提交文件

2026-02-28 15:16:15 +08:00
parent 1a4e50e0a4
commit 44f250f58e
159 changed files with 61268 additions and 0 deletions
--- a/extract_doc.py
+++ b/extract_doc.py
@@ -0,0 +1,198 @@
+#!/usr/bin/env python
+# -*- coding: utf-8 -*-
+"""
+提取 .doc (Word 97-2003) 文件内容的脚本
+支持多种方法：OLE流提取、结构化解析
+"""
+
+import os
+import sys
+import olefile
+import re
+from pathlib import Path
+
+
+def extract_text_from_ole(filepath):
+    """从OLE文件中提取文本流"""
+    try:
+        ole = olefile.OleFileIO(filepath)
+        # 检查是否是Word文档
+        if ole.exists('WordDocument'):
+            # 尝试读取主文档流
+            word_stream = ole.openstream('WordDocument')
+            data = word_stream.read()
+            
+            # 提取文本 - 这是一个简化的方法
+            # 实际的.doc文件结构非常复杂
+            text = extract_text_from_fib(data, ole)
+            return text
+        else:
+            return "不是有效的Word文档"
+    except Exception as e:
+        return f"错误: {str(e)}"
+
+
+def extract_text_from_fib(data, ole):
+    """从FIB(文件信息块)中提取文本"""
+    try:
+        # 读取FIB头
+        # Word 97-2003 的FIB结构
+        # 偏移量24-26: ccpText (主文档文本字符数)
+        # 偏移量26-28: ccpFtn (脚注文本字符数)
+        
+        # 获取文本位置表
+        # 这是一个简化的提取方法
+        
+        # 尝试读取1Table或0Table流
+        table_name = '1Table' if ole.exists('1Table') else '0Table'
+        
+        if ole.exists(table_name):
+            table_stream = ole.openstream(table_name)
+            table_data = table_stream.read()
+            
+            # PLC (Piece Descriptor) 结构解析
+            # 从表格中提取文本位置信息
+            
+            # 简单方法：提取所有可打印的Unicode文本
+            text_parts = []
+            
+            # 从WordDocument流中提取文本
+            # 使用正则表达式匹配可能的文本
+            try:
+                # 尝试UTF-16解码
+                decoded = data.decode('utf-16-le', errors='ignore')
+                # 过滤可打印字符
+                printable = re.sub(r'[^\u4e00-\u9fff\u0020-\u007e\n\r\t]', '', decoded)

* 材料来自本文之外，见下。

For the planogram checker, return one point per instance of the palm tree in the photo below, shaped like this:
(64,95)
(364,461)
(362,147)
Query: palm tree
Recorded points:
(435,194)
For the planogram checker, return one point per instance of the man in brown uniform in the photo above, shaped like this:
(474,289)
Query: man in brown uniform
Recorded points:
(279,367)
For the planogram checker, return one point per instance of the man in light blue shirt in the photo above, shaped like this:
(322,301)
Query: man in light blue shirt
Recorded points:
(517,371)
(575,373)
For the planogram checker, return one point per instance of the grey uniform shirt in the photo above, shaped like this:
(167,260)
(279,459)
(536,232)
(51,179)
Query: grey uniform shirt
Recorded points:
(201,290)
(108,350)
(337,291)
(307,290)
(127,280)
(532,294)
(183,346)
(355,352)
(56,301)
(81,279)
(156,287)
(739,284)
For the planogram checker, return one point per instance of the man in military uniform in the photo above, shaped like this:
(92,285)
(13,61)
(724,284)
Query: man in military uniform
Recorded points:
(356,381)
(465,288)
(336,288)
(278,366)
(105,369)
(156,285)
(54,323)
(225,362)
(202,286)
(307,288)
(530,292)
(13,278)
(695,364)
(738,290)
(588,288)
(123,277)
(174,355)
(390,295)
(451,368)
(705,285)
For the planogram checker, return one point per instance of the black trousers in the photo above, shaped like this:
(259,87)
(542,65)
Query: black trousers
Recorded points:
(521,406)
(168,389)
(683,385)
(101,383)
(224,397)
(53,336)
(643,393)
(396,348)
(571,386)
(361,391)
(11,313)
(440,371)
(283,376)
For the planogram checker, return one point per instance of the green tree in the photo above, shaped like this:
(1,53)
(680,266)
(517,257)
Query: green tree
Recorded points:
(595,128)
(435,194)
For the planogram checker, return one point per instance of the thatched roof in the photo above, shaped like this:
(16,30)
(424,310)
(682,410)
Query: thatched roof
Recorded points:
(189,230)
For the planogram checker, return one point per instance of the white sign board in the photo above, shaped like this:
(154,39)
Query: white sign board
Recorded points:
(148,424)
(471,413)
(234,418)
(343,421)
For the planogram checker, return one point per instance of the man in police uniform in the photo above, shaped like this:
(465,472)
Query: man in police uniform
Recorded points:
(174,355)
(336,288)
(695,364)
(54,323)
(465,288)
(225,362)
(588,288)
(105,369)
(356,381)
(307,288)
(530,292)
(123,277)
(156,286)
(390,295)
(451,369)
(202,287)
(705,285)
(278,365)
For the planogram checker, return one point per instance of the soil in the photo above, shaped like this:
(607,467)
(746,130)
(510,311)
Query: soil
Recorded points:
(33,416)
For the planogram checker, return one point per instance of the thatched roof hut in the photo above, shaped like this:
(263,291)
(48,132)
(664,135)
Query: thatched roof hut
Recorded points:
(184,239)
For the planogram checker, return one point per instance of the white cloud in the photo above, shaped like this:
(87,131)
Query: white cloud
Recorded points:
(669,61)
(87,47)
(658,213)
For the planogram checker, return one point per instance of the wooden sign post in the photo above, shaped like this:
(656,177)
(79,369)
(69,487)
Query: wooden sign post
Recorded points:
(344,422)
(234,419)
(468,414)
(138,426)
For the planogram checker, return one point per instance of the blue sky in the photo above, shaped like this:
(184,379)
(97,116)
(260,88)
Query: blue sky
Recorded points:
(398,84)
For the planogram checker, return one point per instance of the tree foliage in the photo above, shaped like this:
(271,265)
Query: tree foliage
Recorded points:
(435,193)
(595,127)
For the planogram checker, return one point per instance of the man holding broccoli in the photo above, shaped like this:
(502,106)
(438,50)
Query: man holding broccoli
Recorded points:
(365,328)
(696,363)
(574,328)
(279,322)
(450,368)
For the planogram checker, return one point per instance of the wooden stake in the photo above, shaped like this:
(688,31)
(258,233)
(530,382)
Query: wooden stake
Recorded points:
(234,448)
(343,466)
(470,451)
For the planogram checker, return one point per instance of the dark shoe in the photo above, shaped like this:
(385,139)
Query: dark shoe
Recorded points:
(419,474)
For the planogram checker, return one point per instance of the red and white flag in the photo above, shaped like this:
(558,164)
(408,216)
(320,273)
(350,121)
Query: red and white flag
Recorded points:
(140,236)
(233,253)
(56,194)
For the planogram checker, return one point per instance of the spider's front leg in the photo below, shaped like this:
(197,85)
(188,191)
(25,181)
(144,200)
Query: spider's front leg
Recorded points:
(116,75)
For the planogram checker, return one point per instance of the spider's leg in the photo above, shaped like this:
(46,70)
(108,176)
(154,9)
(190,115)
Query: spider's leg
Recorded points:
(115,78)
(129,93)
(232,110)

+                if printable.strip():
+                    text_parts.append(printable)
+            except:
+                pass
+            
+            # 从表格流中提取
+            try:
+                decoded = table_data.decode('utf-16-le', errors='ignore')
+                printable = re.sub(r'[^\u4e00-\u9fff\u0020-\u007e\n\r\t]', '', decoded)
+                if printable.strip():
+                    text_parts.append(printable)
+            except:
+                pass
+            
+            return '\n'.join(text_parts) if text_parts else "无法提取文本内容"
+        
+        return "无法找到表格流"
+        
+    except Exception as e:
+        return f"解析错误: {str(e)}"
+
+
+def extract_text_simple(filepath):
+    """简单方法：提取所有可读文本"""
+    try:
+        with open(filepath, 'rb') as f:
+            data = f.read()
+        
+        # 尝试多种编码
+        text_parts = []
+        
+        # UTF-16 LE (Windows Unicode)
+        try:
+            decoded = data.decode('utf-16-le', errors='ignore')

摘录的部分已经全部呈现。